There catalogs only go back to 2004 and this goes waayyy back to 1997, I think it was only TMC then 

Anyways, does anyone have one of these? Does anyone have a 1997 Lionel Catalog?

In the 2004 Lionel catalog it does mention a B unit and another set of cars, but I am having trouble locating info on these items also.

Thanks, Bryan


----------



## gunrunnerjohn (Nov 10, 2010)

Is this what you're looking for?

Santa Fe TMCC Alco Diesel PA-1 A-Unit #2000

Alco PA-1 Diesel Locomotive - 9/97 User's Manual

And finally, the wiring diagram and pictorial is in Lionel Supplement # 40, starting on page 1-7.


----------



## LionelRookie (Nov 11, 2011)

I was looking more along the lines of what it looked like in the catalog, what else could come with it etc.

The info you gave me is more valuable though. TY. I ran it for the first time last night around my layout with the 4 matching MTH SF cars. That is one loud horn for sure!

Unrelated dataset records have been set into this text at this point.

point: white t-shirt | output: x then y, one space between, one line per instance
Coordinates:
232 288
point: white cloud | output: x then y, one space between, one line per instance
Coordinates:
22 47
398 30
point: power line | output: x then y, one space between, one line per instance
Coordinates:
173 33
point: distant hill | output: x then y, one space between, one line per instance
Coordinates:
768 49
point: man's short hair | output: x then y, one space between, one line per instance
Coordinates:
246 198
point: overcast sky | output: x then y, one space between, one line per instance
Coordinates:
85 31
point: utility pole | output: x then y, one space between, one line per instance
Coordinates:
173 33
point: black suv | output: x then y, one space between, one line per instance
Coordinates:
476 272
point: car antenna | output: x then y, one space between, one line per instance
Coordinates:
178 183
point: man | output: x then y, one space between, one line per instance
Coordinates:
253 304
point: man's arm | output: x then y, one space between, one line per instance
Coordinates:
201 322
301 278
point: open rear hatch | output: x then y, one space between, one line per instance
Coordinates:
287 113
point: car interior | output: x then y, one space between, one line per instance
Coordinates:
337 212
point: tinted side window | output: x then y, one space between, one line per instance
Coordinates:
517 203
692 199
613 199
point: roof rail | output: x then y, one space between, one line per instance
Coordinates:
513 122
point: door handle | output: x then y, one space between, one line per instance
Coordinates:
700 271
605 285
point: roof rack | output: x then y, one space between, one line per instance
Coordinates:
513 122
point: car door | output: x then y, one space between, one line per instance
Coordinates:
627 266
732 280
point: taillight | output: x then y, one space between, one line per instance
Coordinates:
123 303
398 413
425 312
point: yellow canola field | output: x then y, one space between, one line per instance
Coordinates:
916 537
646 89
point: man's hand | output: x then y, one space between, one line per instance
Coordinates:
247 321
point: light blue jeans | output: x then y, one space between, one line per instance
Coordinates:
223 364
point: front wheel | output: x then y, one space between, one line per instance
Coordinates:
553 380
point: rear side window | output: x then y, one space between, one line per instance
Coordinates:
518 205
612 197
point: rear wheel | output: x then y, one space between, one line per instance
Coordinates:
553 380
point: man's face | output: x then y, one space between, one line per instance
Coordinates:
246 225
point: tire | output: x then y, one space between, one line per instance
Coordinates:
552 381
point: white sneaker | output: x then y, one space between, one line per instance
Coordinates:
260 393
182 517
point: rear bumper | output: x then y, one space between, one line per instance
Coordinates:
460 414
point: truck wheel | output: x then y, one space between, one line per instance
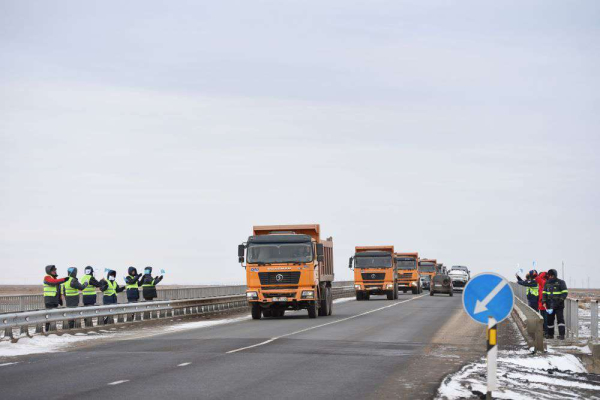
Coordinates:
256 311
313 310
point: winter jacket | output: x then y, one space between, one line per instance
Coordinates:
133 281
52 280
555 293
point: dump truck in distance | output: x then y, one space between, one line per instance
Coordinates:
374 272
288 267
408 272
428 269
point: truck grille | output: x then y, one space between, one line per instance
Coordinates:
375 276
279 278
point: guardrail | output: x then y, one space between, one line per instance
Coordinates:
16 325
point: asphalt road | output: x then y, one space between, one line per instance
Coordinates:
368 349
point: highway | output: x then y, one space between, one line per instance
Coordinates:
368 349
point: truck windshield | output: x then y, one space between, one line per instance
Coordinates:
406 263
270 253
427 267
373 262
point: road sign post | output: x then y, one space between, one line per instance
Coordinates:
488 299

I am picking up a used TMCC set up off one of my better train haunts. So maybe next week, I can spend some time with it under TMCC control.

I did however find the matching 'B' unit to it. Oh, that would look pretty.

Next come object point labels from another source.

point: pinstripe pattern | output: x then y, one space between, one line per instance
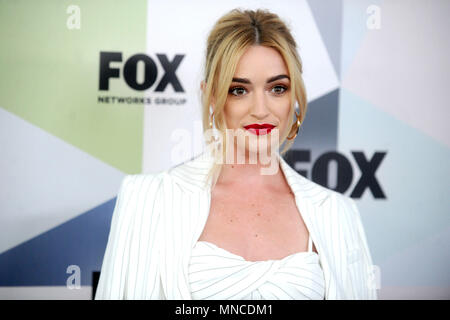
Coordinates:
158 219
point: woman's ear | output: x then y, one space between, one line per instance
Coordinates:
203 86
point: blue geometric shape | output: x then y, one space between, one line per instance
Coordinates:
43 260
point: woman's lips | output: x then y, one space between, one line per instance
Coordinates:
259 129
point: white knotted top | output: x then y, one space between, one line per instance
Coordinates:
215 273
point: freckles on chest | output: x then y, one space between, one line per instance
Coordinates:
259 214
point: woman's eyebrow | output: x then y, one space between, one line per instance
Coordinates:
272 79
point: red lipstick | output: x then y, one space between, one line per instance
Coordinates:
259 129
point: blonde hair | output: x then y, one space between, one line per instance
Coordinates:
230 37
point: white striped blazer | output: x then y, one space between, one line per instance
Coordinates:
159 217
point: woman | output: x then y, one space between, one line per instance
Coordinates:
217 228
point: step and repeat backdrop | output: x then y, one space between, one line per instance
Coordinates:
91 91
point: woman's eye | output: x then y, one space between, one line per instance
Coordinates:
237 91
279 89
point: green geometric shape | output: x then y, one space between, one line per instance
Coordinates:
50 74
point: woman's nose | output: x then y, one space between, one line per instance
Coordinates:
259 106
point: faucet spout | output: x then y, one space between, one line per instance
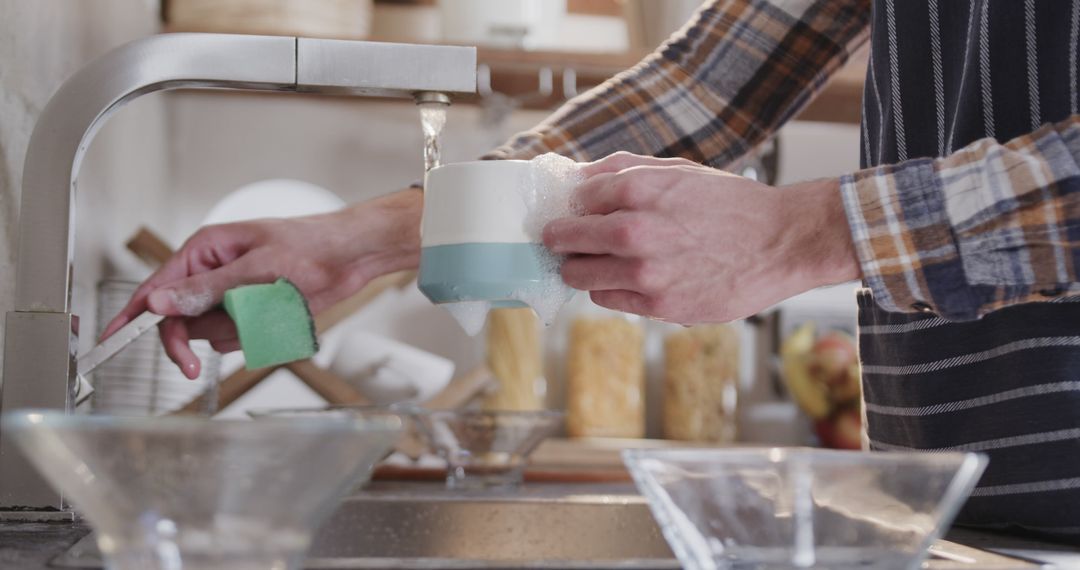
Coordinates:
39 365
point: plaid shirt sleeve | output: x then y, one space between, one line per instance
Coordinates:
714 91
989 226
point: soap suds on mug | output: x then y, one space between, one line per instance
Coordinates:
470 315
548 192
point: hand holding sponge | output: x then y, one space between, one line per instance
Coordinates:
273 323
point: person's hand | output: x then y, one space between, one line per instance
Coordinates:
679 242
328 257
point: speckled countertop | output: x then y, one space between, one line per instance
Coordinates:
31 545
34 545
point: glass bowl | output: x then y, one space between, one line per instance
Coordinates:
781 509
486 448
192 493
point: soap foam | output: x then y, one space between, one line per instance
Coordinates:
548 192
470 315
193 302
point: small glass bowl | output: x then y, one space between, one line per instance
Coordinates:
485 448
773 509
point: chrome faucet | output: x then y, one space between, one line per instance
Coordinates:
41 333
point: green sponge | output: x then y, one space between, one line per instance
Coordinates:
273 323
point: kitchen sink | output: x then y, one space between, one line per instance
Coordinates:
423 525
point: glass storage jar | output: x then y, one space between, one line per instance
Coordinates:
605 376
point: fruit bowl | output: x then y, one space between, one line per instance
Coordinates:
774 509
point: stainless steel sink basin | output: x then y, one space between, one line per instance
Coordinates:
422 526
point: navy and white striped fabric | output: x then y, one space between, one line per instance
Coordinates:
944 73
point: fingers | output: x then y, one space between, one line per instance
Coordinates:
175 338
596 273
196 295
208 248
622 233
174 269
623 160
225 345
636 188
215 326
623 300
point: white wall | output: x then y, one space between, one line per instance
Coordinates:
41 43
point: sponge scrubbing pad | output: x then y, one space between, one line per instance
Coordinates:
273 323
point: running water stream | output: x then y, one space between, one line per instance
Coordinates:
432 120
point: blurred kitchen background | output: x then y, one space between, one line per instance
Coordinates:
164 162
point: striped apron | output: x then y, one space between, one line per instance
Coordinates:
1009 384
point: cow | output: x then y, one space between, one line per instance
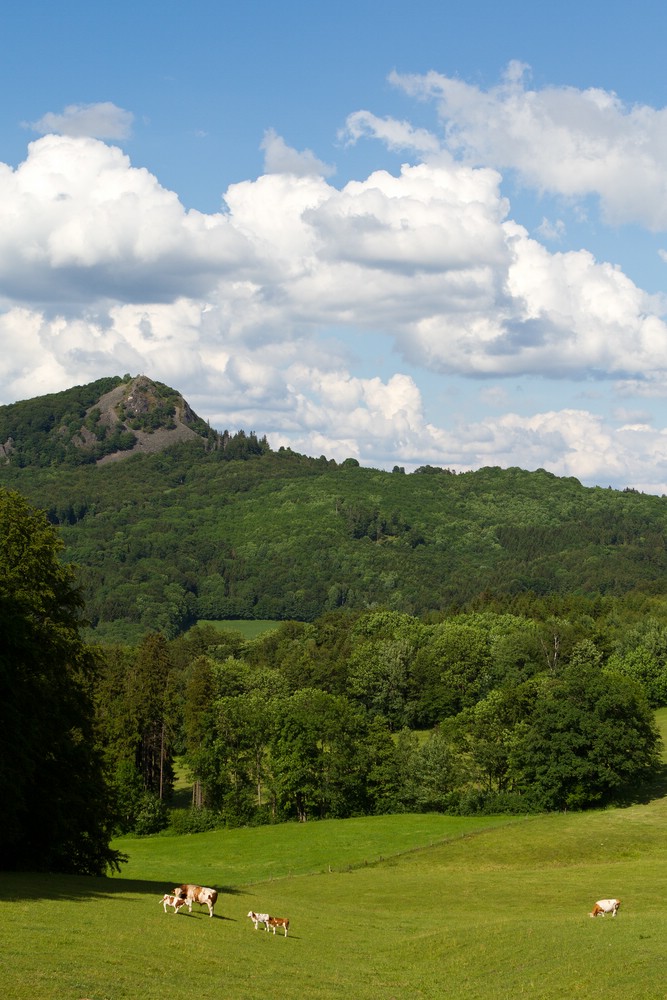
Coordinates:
605 906
197 894
259 918
175 901
278 922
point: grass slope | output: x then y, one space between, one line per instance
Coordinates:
500 912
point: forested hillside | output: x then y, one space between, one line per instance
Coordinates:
220 526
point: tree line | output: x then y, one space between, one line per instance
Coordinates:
547 706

I need a bigger track though... my 8x 11 just doesn't do it justice....

Bryan


----------



## LionelRookie (Nov 11, 2011)

I was looking more along the lines of what it looked like in the catalog, what else could come with it etc.

The info you gave me is more valuable though. TY. I ran it for the first time last night around my layout with the 4 matching MTH SF cars. That is one loud horn for sure!

I am picking up a used TMCC set up off one of my better train haunts. So maybe next week, I can spend some time with it under TMCC control.

I did however find the matching 'B' unit to it. Oh, that would look pretty.

I need a bigger track though... my 8x 11 just doesn't do it justice....

That garage is looking better and better....

Bryan


----------